Los Angeles is set to become the first U.S. city to subsidize housing for homosexual seniors.
A few retirement facilities around the country are set apart for homosexuals, but the $18 million project is believed to be the first financially supported by a city, according to the Gay Financial Network, or GFN.
The 103-unit complex is a joint effort of the city of Los Angeles, the non-profit Gay & Lesbian Elder Housing Corp. and St. Louis-based developer McCormack Baron Salazar.
The plan is to break ground in the spring and open in 2005 on city-owned land a few blocks from the famed Hollywood Boulevard, GFN said.
Ivy Bottini, 77, board member of the Gay & Lesbian Elder Housing Corp., says the project will ensure there are “a whole bunch of older lesbian and gay people who will not have to live alone.”

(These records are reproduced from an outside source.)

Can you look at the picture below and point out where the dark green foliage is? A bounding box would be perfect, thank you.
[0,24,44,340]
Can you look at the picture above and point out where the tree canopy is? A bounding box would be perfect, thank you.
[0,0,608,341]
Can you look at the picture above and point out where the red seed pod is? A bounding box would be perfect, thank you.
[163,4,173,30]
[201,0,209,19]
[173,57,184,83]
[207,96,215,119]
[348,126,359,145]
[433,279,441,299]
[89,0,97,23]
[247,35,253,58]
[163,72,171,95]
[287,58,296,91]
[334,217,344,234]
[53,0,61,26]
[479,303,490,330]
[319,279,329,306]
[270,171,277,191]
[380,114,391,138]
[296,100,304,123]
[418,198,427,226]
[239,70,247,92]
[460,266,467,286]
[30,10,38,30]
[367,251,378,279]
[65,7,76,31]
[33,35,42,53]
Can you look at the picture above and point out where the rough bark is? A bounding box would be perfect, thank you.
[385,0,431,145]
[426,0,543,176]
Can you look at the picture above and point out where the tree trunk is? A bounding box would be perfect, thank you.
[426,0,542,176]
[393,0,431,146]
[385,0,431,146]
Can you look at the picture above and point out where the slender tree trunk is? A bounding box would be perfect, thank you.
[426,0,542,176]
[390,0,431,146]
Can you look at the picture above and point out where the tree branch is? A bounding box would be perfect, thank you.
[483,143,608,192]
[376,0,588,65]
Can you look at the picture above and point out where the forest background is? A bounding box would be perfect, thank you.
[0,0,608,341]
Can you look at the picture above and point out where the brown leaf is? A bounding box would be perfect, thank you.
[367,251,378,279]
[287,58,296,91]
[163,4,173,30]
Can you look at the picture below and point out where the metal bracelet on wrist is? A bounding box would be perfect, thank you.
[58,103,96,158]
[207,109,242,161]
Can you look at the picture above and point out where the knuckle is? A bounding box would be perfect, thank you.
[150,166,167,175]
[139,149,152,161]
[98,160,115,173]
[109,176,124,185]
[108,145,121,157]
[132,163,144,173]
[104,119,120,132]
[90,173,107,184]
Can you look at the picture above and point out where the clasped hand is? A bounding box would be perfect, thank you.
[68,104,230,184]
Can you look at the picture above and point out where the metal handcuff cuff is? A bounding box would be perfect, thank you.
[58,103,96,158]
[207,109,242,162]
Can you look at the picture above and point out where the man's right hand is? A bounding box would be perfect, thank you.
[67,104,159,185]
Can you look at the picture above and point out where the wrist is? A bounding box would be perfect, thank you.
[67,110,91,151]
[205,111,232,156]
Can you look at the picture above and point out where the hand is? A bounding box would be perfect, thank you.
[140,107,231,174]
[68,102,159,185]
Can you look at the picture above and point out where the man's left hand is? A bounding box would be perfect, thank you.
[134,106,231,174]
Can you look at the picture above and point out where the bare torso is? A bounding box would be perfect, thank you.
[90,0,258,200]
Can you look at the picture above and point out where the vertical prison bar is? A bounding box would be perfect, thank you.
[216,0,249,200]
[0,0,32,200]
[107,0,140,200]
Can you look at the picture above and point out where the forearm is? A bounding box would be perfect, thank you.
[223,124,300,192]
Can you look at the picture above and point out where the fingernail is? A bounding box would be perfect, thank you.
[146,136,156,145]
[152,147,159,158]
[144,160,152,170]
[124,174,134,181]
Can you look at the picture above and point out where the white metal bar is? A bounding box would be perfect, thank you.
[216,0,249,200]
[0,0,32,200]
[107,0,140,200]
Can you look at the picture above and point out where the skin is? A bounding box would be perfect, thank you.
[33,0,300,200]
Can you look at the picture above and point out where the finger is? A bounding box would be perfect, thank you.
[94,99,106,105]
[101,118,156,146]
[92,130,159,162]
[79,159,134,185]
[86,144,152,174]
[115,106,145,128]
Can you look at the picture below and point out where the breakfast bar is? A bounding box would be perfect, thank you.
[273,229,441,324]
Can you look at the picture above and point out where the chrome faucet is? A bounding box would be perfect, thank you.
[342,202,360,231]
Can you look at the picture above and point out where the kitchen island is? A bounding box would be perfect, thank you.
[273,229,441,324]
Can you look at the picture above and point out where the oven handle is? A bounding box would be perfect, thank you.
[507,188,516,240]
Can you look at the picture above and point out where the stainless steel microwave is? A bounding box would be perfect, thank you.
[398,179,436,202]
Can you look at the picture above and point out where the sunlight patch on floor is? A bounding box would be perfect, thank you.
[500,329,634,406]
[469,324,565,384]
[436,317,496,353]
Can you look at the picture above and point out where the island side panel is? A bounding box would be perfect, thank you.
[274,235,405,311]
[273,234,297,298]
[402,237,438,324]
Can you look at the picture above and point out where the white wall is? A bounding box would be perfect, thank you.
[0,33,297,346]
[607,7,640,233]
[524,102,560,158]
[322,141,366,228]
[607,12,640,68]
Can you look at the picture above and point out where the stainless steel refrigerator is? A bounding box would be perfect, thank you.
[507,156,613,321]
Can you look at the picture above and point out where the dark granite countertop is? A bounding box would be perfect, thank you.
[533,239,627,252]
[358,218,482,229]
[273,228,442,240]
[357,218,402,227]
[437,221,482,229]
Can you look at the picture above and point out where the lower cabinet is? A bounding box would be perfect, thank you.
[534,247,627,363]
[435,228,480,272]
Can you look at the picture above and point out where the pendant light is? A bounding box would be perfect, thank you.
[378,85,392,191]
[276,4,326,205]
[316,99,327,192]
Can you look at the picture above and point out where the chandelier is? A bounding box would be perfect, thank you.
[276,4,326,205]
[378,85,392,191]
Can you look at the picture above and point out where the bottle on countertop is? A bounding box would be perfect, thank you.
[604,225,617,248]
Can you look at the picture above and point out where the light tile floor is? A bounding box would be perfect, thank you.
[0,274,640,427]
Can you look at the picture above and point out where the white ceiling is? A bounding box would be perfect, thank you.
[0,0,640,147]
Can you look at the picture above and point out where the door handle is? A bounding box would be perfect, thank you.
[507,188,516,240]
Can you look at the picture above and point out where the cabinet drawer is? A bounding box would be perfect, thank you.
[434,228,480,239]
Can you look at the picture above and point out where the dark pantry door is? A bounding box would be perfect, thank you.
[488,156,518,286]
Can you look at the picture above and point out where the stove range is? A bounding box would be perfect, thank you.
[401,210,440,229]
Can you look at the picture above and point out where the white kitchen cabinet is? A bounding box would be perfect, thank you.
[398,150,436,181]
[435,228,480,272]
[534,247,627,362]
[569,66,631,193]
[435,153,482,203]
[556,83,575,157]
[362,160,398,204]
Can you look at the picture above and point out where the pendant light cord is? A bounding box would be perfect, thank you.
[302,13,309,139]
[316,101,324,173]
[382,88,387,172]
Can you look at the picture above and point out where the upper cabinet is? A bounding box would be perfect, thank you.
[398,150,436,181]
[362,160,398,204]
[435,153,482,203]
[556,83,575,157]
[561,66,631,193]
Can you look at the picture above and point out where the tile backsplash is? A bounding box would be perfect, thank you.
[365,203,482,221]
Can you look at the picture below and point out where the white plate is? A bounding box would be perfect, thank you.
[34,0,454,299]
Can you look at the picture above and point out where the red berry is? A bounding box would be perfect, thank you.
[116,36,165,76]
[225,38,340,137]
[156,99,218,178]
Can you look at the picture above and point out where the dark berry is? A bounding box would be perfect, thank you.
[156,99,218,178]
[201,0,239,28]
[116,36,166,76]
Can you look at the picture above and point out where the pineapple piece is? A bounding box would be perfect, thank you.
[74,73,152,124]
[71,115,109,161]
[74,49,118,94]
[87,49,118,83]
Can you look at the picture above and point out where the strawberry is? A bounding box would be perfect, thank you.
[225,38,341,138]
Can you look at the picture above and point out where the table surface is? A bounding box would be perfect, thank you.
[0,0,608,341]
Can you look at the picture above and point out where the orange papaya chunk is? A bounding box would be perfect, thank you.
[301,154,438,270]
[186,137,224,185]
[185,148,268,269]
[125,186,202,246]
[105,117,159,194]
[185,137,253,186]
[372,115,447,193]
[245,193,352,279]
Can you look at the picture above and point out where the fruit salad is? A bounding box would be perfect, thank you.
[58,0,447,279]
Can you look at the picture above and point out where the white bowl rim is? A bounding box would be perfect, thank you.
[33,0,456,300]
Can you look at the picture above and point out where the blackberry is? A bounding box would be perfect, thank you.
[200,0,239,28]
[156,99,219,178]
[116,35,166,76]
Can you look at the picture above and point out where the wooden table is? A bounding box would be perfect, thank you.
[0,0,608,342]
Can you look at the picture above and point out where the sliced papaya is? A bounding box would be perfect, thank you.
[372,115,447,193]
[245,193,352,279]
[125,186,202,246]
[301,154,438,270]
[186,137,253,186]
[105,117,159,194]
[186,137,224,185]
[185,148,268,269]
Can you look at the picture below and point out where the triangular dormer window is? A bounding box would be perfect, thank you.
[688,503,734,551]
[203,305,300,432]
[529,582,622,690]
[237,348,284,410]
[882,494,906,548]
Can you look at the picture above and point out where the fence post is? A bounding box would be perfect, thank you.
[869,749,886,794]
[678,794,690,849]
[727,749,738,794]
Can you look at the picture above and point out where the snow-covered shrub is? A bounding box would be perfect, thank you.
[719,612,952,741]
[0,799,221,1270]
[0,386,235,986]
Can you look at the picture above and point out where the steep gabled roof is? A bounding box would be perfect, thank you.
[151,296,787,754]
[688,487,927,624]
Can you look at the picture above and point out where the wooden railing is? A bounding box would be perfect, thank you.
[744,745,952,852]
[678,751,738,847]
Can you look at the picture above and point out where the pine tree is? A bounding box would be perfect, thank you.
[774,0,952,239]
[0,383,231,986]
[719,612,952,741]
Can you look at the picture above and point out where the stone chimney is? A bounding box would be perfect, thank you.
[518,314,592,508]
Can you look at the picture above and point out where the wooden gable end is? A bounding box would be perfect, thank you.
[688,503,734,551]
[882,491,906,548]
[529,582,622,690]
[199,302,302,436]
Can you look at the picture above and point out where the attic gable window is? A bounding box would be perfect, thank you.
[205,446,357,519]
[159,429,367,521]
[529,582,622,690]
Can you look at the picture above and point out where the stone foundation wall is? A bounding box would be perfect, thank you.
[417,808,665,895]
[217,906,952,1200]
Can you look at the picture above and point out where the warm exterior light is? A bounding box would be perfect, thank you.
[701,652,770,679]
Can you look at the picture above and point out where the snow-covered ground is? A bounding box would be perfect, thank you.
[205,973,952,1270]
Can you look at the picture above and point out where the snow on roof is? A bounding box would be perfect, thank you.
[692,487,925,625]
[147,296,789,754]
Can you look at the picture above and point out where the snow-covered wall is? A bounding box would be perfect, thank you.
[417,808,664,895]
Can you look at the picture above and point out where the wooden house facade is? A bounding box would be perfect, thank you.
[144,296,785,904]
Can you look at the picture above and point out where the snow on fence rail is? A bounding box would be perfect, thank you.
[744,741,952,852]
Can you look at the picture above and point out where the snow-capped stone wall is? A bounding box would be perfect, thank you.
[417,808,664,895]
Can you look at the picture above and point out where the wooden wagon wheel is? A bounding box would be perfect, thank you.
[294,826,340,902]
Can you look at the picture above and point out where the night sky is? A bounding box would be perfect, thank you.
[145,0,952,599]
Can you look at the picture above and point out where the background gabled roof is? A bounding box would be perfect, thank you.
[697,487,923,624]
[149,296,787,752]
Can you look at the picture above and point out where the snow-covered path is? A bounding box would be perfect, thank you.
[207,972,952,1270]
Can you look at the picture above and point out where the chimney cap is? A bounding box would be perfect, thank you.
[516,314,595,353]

“Unless you have a social circle that’s aging with you, it can be so hard,” she told The Los Angeles Times. “There’s a lot of isolation in growing old alone, without other people like yourself around you.”
A survey conducted by Bottini’s group two years ago found 72 percent of elderly ‘gay’ men and 37 percent of elderly lesbians said they had no one to care for them, according to GFN.
Brian M. Neimark, 34, the group’s executive director, said younger homosexuals don’t always pay enough attention to the fate of older people in their community,
“These are the people who fought so that I can walk down the street holding hands with someone,” he told GFN. “But nobody’s helping them. They get pushed to the fringe of the community and put out to pasture.”
Unlike nearly every retirement home, seniors with same-sex partners will be able to share rooms at the new facility.
The homosexual rights group, Human Rights Campaign, says, however, more retirement communities of this kind are being planned nationwide as the current population of baby boomers begins to reach retirement. Existing communities are in Palmetto, Fla., Fort Myers, Fla., and Apache Junction, Ariz., GFN said. Another five are under development, two in San Francisco, two in New Mexico and one in North Carolina.
Officials estimate the greater Los Angeles area has 30,000 to 75,000 “gay,” lesbian, bisexual and transgender senior citizens.